Wieder seufzte er. Wusste der Junge denn nicht, dass er es nur gut mit ihm meinte? Nein, lautete die sichere Antwort. Er hatte es in Legolas' Augen gesehen, als er ihn dazu aufgefordert hatte, sich zum Rat zu begeben. Sicher wollte Legolas lieber bei seinen Freunden bleiben, doch die Zeit drängte. Sie mussten vorbereitet sein, wenn der Feind sich zu einem raschen Angriff entschloss.
Und doch verspürte Thranduil auch etwas Sorge in seinem Herzen, als er sich Legolas' Anblick wieder vor Augen rief.
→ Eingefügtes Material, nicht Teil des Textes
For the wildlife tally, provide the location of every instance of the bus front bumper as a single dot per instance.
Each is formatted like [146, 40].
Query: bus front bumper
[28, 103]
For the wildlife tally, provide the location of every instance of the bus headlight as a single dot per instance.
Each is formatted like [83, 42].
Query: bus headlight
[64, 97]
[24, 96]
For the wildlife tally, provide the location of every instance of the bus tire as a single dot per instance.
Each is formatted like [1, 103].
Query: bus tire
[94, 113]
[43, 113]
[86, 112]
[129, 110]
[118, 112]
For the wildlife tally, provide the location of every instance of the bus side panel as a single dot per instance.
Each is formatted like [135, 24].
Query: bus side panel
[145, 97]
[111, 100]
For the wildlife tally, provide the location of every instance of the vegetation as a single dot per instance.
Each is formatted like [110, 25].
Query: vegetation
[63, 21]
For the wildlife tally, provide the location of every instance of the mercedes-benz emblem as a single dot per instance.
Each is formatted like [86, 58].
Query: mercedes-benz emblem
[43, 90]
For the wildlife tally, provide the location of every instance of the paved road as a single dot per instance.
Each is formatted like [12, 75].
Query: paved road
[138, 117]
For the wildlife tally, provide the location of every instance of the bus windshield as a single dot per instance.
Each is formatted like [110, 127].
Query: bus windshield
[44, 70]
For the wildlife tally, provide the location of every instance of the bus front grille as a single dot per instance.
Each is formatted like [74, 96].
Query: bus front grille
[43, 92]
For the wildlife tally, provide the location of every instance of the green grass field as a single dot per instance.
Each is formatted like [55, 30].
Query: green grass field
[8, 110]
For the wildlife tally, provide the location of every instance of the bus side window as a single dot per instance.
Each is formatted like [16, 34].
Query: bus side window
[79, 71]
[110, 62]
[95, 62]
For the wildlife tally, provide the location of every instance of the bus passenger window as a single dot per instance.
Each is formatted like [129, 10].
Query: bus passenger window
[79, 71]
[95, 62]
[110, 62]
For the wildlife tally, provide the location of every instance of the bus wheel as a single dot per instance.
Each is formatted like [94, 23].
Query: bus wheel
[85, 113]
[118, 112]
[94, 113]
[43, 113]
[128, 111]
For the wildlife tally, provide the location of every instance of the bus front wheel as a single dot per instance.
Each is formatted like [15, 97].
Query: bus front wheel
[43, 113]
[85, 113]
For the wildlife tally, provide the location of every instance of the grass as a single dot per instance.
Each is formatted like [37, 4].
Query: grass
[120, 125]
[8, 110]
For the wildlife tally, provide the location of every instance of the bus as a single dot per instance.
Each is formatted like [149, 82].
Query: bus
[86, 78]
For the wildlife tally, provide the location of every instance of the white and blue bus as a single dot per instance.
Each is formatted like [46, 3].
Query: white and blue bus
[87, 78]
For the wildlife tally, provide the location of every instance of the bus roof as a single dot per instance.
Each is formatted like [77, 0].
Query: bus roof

Erst als sie den Raum verlassen hatten, fand Legolas nicht mehr die Kraft, sich auch nur noch eine Minute auf den Beinen zu halten. Er schwankte, sank auf die Knie und Aragorn konnte ihn gerade noch packen, bevor er bewusstlos zu Boden sank. Ohne große Mühe hob er den Elb auf die Arme und trug ihn in das ihnen zugewiesene Lager, wo Gimli, Frodo und Sam schliefen und von Tanhis erwartet wurden.
Als sie Legolas erblickte, eilte sie Aragorn mit Entsetzen entgegen, doch Gandalf bedeutete ihr, dass er bei Aragorn in den besten Händen war, der ihn auch schon sacht auf eines der Lager bettete und ihn mit geübten Griffen untersuchte. Nach einer Weile richtete er sich erleichtert auf.
"Es geht ihm soweit gut. Er ist nur völlig entkräftet und braucht Ruhe und Schlaf. Morgen wird es ihm gewiss besser gehen!", dabei sah er Tanhis aufmunternd an. "Vielleicht sollten wir Gimli besser heraustragen! Sein Schnarchen ist jetzt das Einzige, was Legolas noch stören könnte!"
Ein schwaches Lächeln stahl sich bei dieser Bemerkung über ihr Gesicht und sie sah zu Gimli und den Hobbits herüber, die schon eingeschlafen waren, als ihre Köpfe noch nicht einmal die Kissen berührt hatten.
"Wir sollten jetzt auch zur Ruhe gehen.", äußerte Gandalf. "Dies ist vielleicht die letzte Nacht, in der wir uns noch nicht im offenen Krieg befinden! Wir alle werden unsere Kräfte noch brauchen, denn dieser Rinyaviê wird furchtbar wütend sein, da bin ich mir sicher!"
Aragorn nickte, doch Tanhis sah wieder zu Legolas herüber, der blass, aber ruhig auf seinem Lager ruhte. Sie würde keinen Schlaf finden, da war sie sich sicher und sie fluchte über Thranduils Verhalten, der Legolas nicht sofort die dringend erforderliche Ruhe gegönnt hatte.
Aragorn schien ihre Gedanken zu erraten und ergriff das Wort.
"Verurteile Thranduil nicht zu sehr! Die Zeit drängt und es gilt ein ganzes Volk zu schützen. Gandalf hat recht mit seiner Annahme, denn schon bald wird Rinyaviê für einen Angriff bereit sein und wir müssen es ebenfalls sein, wenn wir eine Chance haben wollen, einen Sieg davon zu tragen. Selbst wenn Thranduil gewollt hätte, er hätte es Legolas nicht ersparen können, dem Rat gegenüber zu treten."
"Aber er hätte sich wenigstens nach seinem Befinden erkundigen können! Er besitzt nicht im mindesten Feingefühl, sonst hätte er gemerkt, wie viel es Legolas bedeutet hätte!"
Aragorn nickte, doch es stand nun einmal nicht in ihrer Macht, etwas an dem Verhältnis von Vater und Sohn zu ändern. Er legte Tanhis als Zeichen seines Verständnisses über ihre Wut die Hand auf die Schulter und ließ sie an Legolas' Seite zurück, gefolgt von Gandalf.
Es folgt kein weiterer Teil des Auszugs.